Purple-breasted (because he's a he) Johnny, on his favourite driftwood perch near my bathroom mirror is thinking "Women!" and also "How can I crack on to that babe?" and also "Whoaaa!! Did you get a look at that mauve breast??!!". If I remember correctly from my antediluvian youth, he's in there right now endlessly combing his hair but it won't make a scrap of difference. I'll post a photo of the Goulds when I can get (a) a camera, and (b) the two of them in the same place.
Had a short flaneur and admired the flower of a Banksia integrifolia (pictured). Most of the 75 species of Banksias are commonly called bottlebrushes, for obvious reasons, and I'm a common guy but Banksia will do today. This species is generally called Coast banksia. It likes sandy soils (that, we've got!) anywhere from South Queensland, through new South Wales and into Victoria, and there are three subspecies, which occur in different areas within that range.
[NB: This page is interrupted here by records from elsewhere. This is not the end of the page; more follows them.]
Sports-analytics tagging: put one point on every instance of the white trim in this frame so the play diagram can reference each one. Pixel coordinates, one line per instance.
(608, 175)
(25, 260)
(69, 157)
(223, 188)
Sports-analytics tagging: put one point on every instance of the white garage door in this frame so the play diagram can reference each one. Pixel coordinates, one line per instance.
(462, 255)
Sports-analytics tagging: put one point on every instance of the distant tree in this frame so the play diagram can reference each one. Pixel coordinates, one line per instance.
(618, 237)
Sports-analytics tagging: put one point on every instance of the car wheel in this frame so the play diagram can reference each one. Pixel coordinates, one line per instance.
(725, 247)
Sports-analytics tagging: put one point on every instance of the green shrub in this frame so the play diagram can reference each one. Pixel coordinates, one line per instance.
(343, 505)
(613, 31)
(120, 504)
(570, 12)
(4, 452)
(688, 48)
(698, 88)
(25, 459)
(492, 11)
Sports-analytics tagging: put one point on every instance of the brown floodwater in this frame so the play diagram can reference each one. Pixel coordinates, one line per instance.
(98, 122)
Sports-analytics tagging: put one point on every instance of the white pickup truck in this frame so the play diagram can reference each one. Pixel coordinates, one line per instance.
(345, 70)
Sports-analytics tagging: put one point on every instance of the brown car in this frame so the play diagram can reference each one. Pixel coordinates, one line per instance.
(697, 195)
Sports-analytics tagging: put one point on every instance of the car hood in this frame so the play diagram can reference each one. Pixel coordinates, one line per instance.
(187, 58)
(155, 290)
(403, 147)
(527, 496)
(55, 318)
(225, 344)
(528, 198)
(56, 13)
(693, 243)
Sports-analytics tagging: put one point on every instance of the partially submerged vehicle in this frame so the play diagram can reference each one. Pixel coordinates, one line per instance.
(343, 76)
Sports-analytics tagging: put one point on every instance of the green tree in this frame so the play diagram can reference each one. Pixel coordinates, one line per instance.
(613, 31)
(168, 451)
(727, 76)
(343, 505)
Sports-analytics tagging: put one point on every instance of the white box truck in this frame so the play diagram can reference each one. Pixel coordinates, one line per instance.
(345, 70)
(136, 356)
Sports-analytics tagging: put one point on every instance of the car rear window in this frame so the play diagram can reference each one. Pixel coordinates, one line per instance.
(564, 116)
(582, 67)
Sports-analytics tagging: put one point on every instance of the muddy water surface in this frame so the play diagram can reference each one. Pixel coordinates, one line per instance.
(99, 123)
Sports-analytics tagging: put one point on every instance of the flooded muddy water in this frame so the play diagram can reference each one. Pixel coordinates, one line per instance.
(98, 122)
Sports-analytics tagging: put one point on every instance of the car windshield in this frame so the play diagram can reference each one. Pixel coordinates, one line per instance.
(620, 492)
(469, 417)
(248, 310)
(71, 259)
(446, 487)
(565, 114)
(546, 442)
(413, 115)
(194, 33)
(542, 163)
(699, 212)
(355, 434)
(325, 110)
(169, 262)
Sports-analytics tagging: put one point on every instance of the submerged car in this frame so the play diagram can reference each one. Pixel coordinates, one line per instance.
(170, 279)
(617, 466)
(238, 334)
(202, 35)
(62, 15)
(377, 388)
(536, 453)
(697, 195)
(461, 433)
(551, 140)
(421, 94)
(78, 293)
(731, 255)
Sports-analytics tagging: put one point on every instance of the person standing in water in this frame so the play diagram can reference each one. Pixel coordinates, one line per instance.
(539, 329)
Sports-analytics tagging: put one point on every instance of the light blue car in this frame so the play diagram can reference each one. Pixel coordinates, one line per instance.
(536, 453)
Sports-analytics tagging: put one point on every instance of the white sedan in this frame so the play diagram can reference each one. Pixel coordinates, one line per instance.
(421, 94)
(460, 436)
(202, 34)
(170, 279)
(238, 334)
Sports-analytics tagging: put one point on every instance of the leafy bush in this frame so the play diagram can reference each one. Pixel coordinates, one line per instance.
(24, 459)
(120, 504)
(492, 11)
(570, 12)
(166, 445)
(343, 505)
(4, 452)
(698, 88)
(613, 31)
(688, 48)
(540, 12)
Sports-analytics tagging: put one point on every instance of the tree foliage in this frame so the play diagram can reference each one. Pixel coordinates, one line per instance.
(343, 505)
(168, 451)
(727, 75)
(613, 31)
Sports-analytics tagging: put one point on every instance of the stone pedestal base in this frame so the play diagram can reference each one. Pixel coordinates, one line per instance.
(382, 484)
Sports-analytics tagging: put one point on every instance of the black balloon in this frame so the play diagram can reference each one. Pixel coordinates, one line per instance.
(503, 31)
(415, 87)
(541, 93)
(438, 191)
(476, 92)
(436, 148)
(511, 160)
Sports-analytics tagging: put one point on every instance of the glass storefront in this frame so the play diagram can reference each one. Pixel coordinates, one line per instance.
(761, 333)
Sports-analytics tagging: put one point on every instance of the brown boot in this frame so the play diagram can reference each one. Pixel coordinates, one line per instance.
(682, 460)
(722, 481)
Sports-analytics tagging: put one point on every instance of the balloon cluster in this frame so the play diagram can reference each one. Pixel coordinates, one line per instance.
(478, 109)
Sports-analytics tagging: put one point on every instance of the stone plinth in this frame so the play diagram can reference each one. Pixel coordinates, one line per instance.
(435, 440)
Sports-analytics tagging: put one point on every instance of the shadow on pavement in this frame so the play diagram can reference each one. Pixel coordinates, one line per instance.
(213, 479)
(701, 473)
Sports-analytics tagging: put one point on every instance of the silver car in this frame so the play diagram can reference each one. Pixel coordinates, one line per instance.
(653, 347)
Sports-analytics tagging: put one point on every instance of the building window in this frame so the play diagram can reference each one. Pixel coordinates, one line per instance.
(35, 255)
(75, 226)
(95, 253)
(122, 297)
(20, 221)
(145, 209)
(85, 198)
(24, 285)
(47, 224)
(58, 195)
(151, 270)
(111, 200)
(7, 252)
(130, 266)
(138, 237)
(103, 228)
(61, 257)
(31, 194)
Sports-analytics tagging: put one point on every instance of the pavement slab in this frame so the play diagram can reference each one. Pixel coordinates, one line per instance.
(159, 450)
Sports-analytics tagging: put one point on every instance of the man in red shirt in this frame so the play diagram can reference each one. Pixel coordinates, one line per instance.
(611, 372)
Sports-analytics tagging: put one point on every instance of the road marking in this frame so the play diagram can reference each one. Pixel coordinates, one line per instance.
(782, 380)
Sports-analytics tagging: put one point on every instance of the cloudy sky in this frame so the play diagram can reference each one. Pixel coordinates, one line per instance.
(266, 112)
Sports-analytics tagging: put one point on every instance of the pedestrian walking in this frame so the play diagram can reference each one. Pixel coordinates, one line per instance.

Banksias are named for Sir Joseph Banks (1743 - 1820), the British naturalist and botanist on Captain James Cook's first great voyage (1768 - 1771). He's credited with the introduction to the West of eucalyptus, acacia, mimosa, and the genus named after him, Banksia, all well known species in Australia where his mark was firmly left. He was to be the greatest proponent of settlement in New South Wales, as is hinted by the name Botany Bay, which was the colloquial term for the whole colony before Australia was named.
Banks was directly responsible for several famous voyages, including that of George Vancouver to the Pacific Northwest of North America, and William Bligh's voyages to transplant breadfruit from the South Pacific to the Caribbean Sea islands; the latter brought about the famous mutiny on the Bounty.
Sir Joseph Banks was also adviser to King George III on the Royal Botanic Gardens, Kew, and a prominent Freemason. He published the first Linnean descriptions of the plants and animals of Newfoundland and Labrador. In 1772 he made a voyage to Iceland with the great Swedish botanist Daniel Solander.
Banks’s library, a five-volume catalogue of which was published in his lifetime, became the core of Britain's Natural History Museum Library. His name dots the map of the South Pacific: Bankstown in Australia, Banks Peninsula on South Island, New Zealand, and Banks Island in modern-day Vanuatu.
It's nice to think about such an amazing human being when I see one of the Coast banksia flowers blooming on a warm, bright Saturday afternoon with a big black storm trying to roll in over Sandy. And it's nice to be high and dry with John and Elizabeth Gould, not being tossed about an Arctic sea on Cook's Endeavour. I might have a sandwich and then a nap; maybe dream up the Great Australian Novel.